Malheureusement, toutes les formes de corruption en situation électorale sont bien connues et pratiquées sous les tropiques où tous les moyens sont bons pour l'homme politique, le candidat politique, de s'attribuer les faveurs de l'électorat même si ces moyens sont aux antipodes des dispositions pertinentes clairement énoncées par la loi et aussi de la bonne expression démocratique.
En lieu et place d'un débat d'idées fondé sur un programme politique qui se veut un véritable projet de société sur la base d'une bonne gouvernance, certains candidats, sinon la plupart des candidats, exploitant la misère dans laquelle ils ont euxmêmes plongé le peuple, empruntent le dangereux raccourci des pratiques corruptives pour avoir le suffrage des électeurs. Le groupe cible le plus vulnérable, donc le plus visé, est constitué des jeunes et des femmes.
Ainsi, l'argent qui devait être banni lors de cette période électorale coule à flots au su et au vu de tout le monde. En ville tout comme en campagne, les candidats distribuent de l'argent, notamment aux jeunes et aux femmes, comme fonds des hangars que ces acteurs politiques installent et financent dans les quartiers et sur certains lieux stratégiques des villes et des villages.
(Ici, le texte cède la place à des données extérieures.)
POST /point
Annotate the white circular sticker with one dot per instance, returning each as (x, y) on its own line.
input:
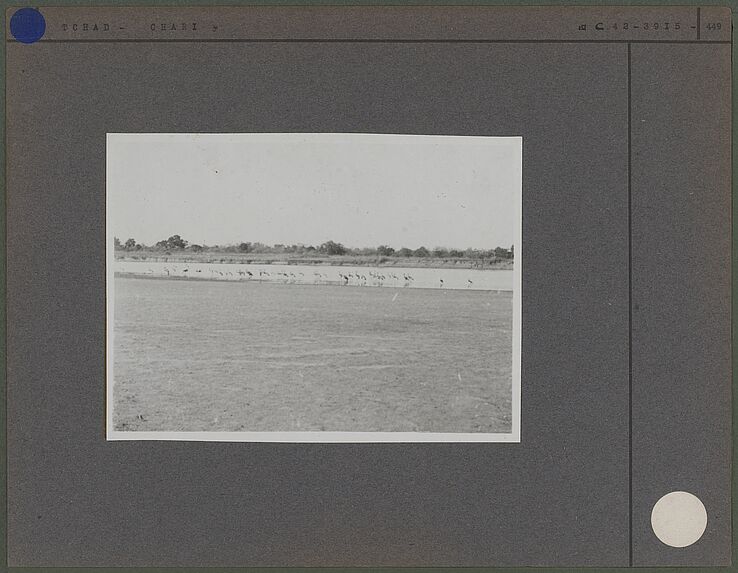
(679, 519)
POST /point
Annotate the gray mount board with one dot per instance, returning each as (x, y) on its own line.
(626, 302)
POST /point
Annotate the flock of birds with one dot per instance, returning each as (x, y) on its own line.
(354, 278)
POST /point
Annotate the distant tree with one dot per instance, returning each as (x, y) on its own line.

Du thé, des pagnes et des denrées alimentaires sont abondamment fournis à ces jeunes et femmes alors que tous savent que ces appuis ne sont nullement gratuits, car l'homme politique par nature ne fait rien pour rien.
Dans certaines contrées, surtout rurales, les populations sont tellement bien huilées dans ces pratiques de corruption qu'elles ont développé une adduction au point où elles changent les couleurs et les drapeaux de leurs hangars dès qu'on leur annonce l'arrivée d'un leader politique dans leurs contrées. Comme si tout le contrat entre le gouvernant, ou celui qui y aspire, et le peuple, se réduit à ces honteuses pratiques. Certains citoyens montent de véritables stratégies pour en tirer le maximum, car ils se disent qu'après tout, les élections passées, ces hommes politiques les oublient carrément.
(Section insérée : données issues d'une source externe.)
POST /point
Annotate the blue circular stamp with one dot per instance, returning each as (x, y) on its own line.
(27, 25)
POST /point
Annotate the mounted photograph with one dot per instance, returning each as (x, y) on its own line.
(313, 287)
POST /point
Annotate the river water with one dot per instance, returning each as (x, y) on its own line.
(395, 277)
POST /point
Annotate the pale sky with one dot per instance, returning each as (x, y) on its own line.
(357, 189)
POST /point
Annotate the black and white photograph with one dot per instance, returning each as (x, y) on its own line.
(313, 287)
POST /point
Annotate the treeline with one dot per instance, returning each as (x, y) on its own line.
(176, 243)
Autre pratique courante de corruption en période électorale, c'est le fait de produire gratuitement des actes d'état civil, souvent sur la base de faux témoignages, à des citoyens en échange de leur vote. Même si la Commission électorale nationale indépendante (CENI) a organisé des audiences foraines dans tout le pays pour faire établir des actes d'état civil aux citoyens qui n'en avaient pas, pour certains, ce sont des acteurs politiques qui ont pris en charge l'établissement de ces papiers administratifs indispensables à l'enrôlement, pour avoir la carte d'électeur qui leur permettra de voter le jour des élections.
L'achat de conscience des électeurs ne s'arrête pas uniquement à la période préélectorale.
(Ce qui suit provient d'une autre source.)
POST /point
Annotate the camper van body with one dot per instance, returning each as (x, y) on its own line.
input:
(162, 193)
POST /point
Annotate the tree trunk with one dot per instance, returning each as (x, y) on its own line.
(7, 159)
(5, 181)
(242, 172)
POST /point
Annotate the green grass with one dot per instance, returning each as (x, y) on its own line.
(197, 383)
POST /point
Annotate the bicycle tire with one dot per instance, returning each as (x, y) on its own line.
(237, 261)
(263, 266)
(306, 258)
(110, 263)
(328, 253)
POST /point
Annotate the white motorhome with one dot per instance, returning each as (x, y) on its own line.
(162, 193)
Cet achat de conscience des électeurs se pratique même le jour du vote où des candidats, en violation flagrante des dispositions électorales, interceptent des électeurs qu'ils soudoient. Les conséquences de ces pratiques sur l'enracinement de la démocratie et la bonne gouvernance sont énormes et désastreuses pour le devenir du pays et des populations. L'électeur, en se laissant corrompre, aliène sa liberté de citoyen puisque son vote se fonde sur l'argent ou le cadeau, et non dicté par sa conviction sur la base de la qualité du programme du candidat et sa bonne moralité. Le simple fait que le candidat tente de corrompre est la preuve tangible qu'il n'est pas de bonne moralité et qu'il cherche le poste auquel il a candidaté pour ses propres intérêts. La vie de la Nation est ainsi travestie. Quant aux valeurs sociales et les principes démocratiques, ils sont tout simplement pervertis. Car pour beaucoup d'acteurs, la politique est une entreprise commerciale, une activité génératrice de revenus et le parti, une boutique.
La corruption en période électorale, tout comme la fraude électorale, est, à tous points de vue, porteuse de germes d'instabilité politique, institutionnelle et source de conflits politiques aux conséquences incontrôlables. Car, généralement ce ne sont pas les plus compétents qui sont élus, mais les plus nantis et les faux.
Au Niger, il existe un arsenal juridique et institutionnel de prévention et de répression de la corruption en situation électorale. Les articles 95- alinéas 2 et 96 du Code électoral sont très explicites sur la corruption en période électorale. Mais les mécanismes de sanctions sont souvent restés inefficaces en raison, parfois, de l'insuffisance des instruments institutionnels, et surtout la vulnérabilité et le manque de courage de certains acteurs du processus électoral : magistrats, forces de sécurité et agents électoraux pourtant assermentés. Ce courage citoyen, certains acteurs de la société civile tentent de l'assumer en sensibilisant, d'une part, les citoyens qui se laissent acheter leurs voix, sur le danger que constitue une telle pratique, et d'autre part, en accompagnant les acteurs électoraux mis en difficulté pour leur courage civique de dénonciation.
Pourtant, le respect des lois électorales et des textes règlementaires, juridiques de prévention et de lutte contre la corruption en période électorale est le seul véritable moyen de réduction, sinon de bannissement définitif de la corruption dans le domaine. Seuls gages de votes justes, puisqu'issus du suffrage populaire et universel, et de renforcement de la démocratie et l'Etat de droit au Niger et en Afrique.
NDLR : Cet article a été réalisé dans le cadre d'une résidence d'écriture organisée par la HALCIA sur le journalisme d'investigation.